DSG Seminar Series • A Remote Dynamic Memory Cache Using Spot VMs

Thursday, March 28, 2024 3:00 pm - 4:00 pm EDT (GMT -04:00)

Please note: This seminar will take place online.

Philip A. Bernstein
Distinguished Scientist, Microsoft Research
Affiliate Professor, University of Washington

Data management systems are hungry for main memory, and cloud data centers are awash in it. But that memory is not always easily accessible and often too expensive. To bridge this gap, we propose a new cloud service that allows a data-intensive system to opportunistically offload its in-memory data, and computation over that data, to a remote cache. Each cache is a byte-array hosted by multiple VMs — spot VMs when possible or statically provisioned VMs when not. 
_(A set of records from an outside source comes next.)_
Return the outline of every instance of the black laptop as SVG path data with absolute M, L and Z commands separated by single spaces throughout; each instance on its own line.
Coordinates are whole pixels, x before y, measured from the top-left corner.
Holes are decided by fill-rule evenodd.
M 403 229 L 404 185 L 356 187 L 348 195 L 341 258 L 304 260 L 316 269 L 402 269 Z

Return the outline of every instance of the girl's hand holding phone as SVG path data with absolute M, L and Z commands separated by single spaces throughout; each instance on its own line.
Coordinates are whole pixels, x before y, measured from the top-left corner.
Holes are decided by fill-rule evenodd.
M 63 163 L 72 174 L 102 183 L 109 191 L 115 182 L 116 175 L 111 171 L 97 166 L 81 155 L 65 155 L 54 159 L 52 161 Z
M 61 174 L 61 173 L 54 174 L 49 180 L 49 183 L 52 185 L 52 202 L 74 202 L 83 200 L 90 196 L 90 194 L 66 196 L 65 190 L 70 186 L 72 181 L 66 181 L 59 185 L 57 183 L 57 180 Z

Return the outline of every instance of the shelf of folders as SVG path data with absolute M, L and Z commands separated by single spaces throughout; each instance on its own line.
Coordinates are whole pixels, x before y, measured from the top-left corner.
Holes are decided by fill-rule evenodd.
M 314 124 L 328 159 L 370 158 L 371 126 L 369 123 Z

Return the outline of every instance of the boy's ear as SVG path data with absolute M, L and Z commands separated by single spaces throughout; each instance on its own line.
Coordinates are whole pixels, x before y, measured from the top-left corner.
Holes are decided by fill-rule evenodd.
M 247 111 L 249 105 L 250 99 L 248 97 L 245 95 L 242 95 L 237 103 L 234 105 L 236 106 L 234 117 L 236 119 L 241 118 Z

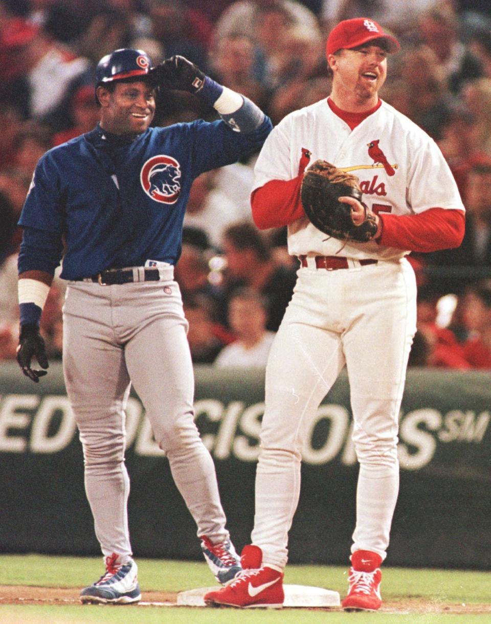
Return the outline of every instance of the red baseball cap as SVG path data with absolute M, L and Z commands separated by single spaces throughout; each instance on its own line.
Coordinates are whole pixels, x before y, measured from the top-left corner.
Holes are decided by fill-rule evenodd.
M 349 50 L 378 39 L 384 39 L 389 52 L 401 49 L 396 37 L 385 32 L 382 26 L 373 19 L 368 17 L 345 19 L 334 26 L 329 33 L 326 43 L 326 54 L 329 56 L 341 49 Z

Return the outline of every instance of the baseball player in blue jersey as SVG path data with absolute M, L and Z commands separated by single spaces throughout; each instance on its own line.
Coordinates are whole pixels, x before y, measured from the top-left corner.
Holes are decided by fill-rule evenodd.
M 220 120 L 150 127 L 155 89 L 187 90 Z M 218 581 L 241 572 L 225 528 L 215 467 L 194 423 L 194 382 L 173 266 L 193 180 L 258 150 L 271 129 L 250 100 L 182 57 L 157 67 L 117 50 L 96 70 L 100 120 L 39 160 L 21 215 L 17 361 L 33 381 L 48 368 L 39 319 L 63 256 L 63 368 L 84 450 L 85 485 L 106 572 L 82 602 L 140 600 L 124 463 L 131 384 L 198 527 Z M 31 368 L 36 357 L 42 370 Z

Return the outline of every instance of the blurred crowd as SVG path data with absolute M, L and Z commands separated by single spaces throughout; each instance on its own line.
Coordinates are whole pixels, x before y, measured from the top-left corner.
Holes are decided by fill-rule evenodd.
M 15 357 L 18 339 L 17 221 L 34 167 L 98 120 L 104 54 L 182 54 L 276 124 L 327 96 L 327 34 L 359 16 L 401 41 L 381 95 L 437 142 L 467 210 L 459 248 L 410 256 L 419 286 L 410 364 L 491 368 L 489 0 L 0 0 L 0 359 Z M 159 93 L 155 124 L 198 117 L 216 114 L 189 94 Z M 295 284 L 286 232 L 251 221 L 255 160 L 193 185 L 176 278 L 197 364 L 263 366 Z M 41 321 L 51 359 L 61 357 L 64 292 L 56 278 Z

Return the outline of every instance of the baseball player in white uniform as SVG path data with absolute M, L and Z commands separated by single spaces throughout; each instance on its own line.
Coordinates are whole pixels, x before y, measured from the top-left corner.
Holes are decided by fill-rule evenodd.
M 465 227 L 464 207 L 439 149 L 379 97 L 387 55 L 399 49 L 372 19 L 339 22 L 326 45 L 329 97 L 283 119 L 257 160 L 256 224 L 288 225 L 289 252 L 301 266 L 266 367 L 255 525 L 242 552 L 244 572 L 206 595 L 208 604 L 283 604 L 302 448 L 319 403 L 346 364 L 359 474 L 343 606 L 381 606 L 380 565 L 399 489 L 398 417 L 416 329 L 415 276 L 406 256 L 458 246 Z M 306 167 L 319 158 L 359 177 L 363 201 L 376 215 L 373 240 L 345 243 L 306 218 L 300 187 Z M 344 200 L 359 222 L 361 204 Z

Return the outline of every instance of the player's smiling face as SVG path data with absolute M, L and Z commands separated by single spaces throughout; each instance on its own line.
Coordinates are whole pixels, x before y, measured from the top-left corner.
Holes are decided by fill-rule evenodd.
M 144 82 L 116 83 L 114 90 L 98 89 L 100 125 L 114 134 L 139 134 L 155 112 L 155 89 Z
M 333 99 L 340 108 L 343 103 L 357 104 L 362 108 L 376 104 L 378 91 L 387 77 L 387 52 L 383 47 L 368 43 L 341 50 L 330 55 L 329 66 L 333 72 L 333 90 L 337 96 Z

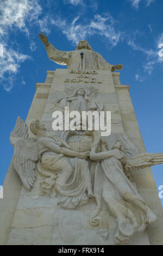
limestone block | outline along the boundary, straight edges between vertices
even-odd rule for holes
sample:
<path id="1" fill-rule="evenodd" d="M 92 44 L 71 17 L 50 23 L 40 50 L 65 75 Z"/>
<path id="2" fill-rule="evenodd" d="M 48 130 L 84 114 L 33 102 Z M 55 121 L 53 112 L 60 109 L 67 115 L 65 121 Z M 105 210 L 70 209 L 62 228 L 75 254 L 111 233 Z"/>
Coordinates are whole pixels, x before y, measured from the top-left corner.
<path id="1" fill-rule="evenodd" d="M 49 245 L 51 244 L 53 227 L 11 228 L 7 245 Z"/>
<path id="2" fill-rule="evenodd" d="M 35 208 L 57 208 L 58 199 L 56 197 L 51 198 L 48 195 L 43 196 L 21 196 L 20 197 L 17 209 L 23 210 Z"/>
<path id="3" fill-rule="evenodd" d="M 112 76 L 114 84 L 115 85 L 121 84 L 121 82 L 120 80 L 120 73 L 117 72 L 115 73 L 112 73 Z"/>
<path id="4" fill-rule="evenodd" d="M 107 84 L 101 84 L 99 86 L 99 93 L 115 93 L 115 88 L 112 86 Z"/>
<path id="5" fill-rule="evenodd" d="M 12 228 L 39 228 L 52 225 L 55 210 L 52 208 L 17 209 Z"/>

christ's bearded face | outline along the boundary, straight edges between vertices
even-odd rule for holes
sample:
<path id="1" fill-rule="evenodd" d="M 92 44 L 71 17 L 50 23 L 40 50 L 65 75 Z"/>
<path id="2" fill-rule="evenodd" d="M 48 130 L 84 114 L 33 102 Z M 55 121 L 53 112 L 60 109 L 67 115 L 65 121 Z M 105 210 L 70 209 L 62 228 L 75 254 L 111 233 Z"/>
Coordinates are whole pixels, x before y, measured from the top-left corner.
<path id="1" fill-rule="evenodd" d="M 78 49 L 89 49 L 89 45 L 86 41 L 80 41 L 77 46 Z"/>

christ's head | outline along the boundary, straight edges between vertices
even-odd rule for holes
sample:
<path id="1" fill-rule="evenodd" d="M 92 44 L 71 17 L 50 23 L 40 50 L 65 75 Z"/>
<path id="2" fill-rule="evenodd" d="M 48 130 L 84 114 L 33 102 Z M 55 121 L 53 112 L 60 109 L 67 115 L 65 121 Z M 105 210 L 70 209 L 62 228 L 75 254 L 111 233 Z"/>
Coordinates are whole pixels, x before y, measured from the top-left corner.
<path id="1" fill-rule="evenodd" d="M 92 51 L 92 48 L 91 47 L 87 41 L 85 40 L 79 41 L 78 45 L 76 48 L 76 50 L 80 49 L 88 49 Z"/>

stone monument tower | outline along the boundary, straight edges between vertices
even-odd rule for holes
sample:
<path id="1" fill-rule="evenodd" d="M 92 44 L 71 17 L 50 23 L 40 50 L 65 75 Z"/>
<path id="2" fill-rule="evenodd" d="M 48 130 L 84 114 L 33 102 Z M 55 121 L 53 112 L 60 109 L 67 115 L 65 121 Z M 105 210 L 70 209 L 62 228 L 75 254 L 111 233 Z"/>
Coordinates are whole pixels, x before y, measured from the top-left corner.
<path id="1" fill-rule="evenodd" d="M 1 244 L 162 245 L 162 208 L 150 167 L 163 163 L 163 154 L 146 153 L 129 86 L 113 72 L 123 65 L 109 64 L 85 40 L 65 52 L 40 38 L 49 58 L 67 68 L 47 71 L 36 83 L 26 122 L 18 117 L 11 133 Z M 111 111 L 110 135 L 83 121 L 54 130 L 54 112 L 65 120 L 66 107 Z"/>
We built two prototypes of the service: Redy and CompuCache.

  • Redy uses RDMA for fast reads and writes on the remote cache. It automatically customizes the resource configuration for the given SLO. Its performance is significantly better than server-local SSD.
  • CompuCache uses eRPC to execute stored procedures on the cache server, distributing each stored procedure execution across the instances. It executes 126 million stored procedure invocations per second on one VM with 16 threads.

Both prototypes handle dynamic reassignment of remote memory regions and recovery from failures. This is joint work with Qizhen Zhang, published at VLDB 2022 and CIDR 2022.


Bio: Philip A. Bernstein is a Distinguished Scientist at Microsoft Research and an Affiliate Professor at University of Washington. He was previously a product architect at Microsoft and Digital Equipment Corp., a professor at Harvard University and Wang Institute of Graduate Studies, and a VP Software at Sequoia Systems.

He has published over 150 papers and two books on the theory and implementation of database systems, especially on transaction processing and data integration, and has contributed to a variety of database products. He is a Fellow of the ACM and AAAS, a winner of the E.F. Codd SIGMOD Innovations Award, and a member of the Washington State Academy of Sciences and the U.S. National Academy of Engineering. He received a B.S. degree from Cornell and M.Sc. and Ph.D. from University of Toronto.